X coffee is very Japanese – not just because they’re a multi-roaster coffee bar featuring beans from Fuglen, Glitch and Maruyama. Even the design of the space has a Zen-like aesthetic. The coffee stand’s secluded location, hidden on the 12th floor of the Q Sentral office tower, is super minimal; a clean, white bar without flourishes. There’s also the limited seating: only two tables, to be exact.

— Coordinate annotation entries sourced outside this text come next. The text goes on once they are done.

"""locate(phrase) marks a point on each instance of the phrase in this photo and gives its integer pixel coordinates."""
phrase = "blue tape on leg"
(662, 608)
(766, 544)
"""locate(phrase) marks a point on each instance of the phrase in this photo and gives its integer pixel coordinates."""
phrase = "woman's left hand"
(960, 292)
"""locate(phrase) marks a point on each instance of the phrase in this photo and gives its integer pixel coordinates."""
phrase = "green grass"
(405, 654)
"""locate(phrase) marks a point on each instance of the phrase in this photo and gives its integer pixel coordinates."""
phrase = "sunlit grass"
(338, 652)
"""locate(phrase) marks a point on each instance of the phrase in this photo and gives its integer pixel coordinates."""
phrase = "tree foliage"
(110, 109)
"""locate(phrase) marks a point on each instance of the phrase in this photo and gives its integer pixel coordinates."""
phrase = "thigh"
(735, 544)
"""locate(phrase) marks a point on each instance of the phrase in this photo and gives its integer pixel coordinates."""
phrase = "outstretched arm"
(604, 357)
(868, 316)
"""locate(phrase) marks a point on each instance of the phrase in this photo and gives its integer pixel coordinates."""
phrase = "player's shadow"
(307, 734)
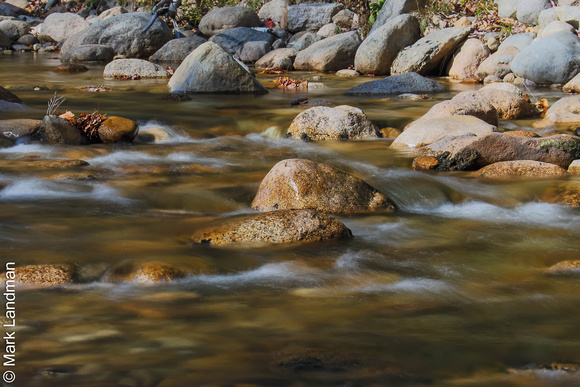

But the coffee is good. While they do offer espresso-based coffee, you should go for the filter coffee, where you choose your preferred bean and choice of filter. The paper filter tends to cut out the sediments so you’ll get a cleaner tasting coffee with bright acidity, while the metal filter produces coffee with more robust flavours. Our recommendation? Go for the Fuglen beans: True to Nordic-style beans, they’re roasted just enough to enhance their natural flavours without adding any dark, toasty notes.
Run by husband-and-wife team Kato-san and Yuko-san, this down-to-earth café has been keeping Japanese expats in Subang Jaya well caffeinated since 2008. You’ll see him brewing potent cups of coffee from a siphon brewer behind the wide bar counter (ask for their signature iced coffee). From beans roasted over charcoal to organic breads (the honey toast by Yuko-san is a game changer) baked in the tiny kitchen, this Japanese café definitely merits a trip to Subang Jaya.
There are two things that stand out at Exhibit Café: chairs and coffee. Owners See Hin Loo and Rie Mizoguchi have managed to decorate the space with beautiful mid-century modern furniture while keeping it cool and relaxed. It reminds us of the Scandinavian-styled Fuglen café in Tokyo – and that’s not surprising, given that Exhibit uses beans imported directly from some of Japan’s cult roasters, namely Maruyama, Glitch and Fuglen.
Exhibit is a proponent of the slow coffee movement, and that’s only wise considering the specialty beans they use. Coffee is brewed using the time-consuming pour-over method to best extract the nuanced flavours.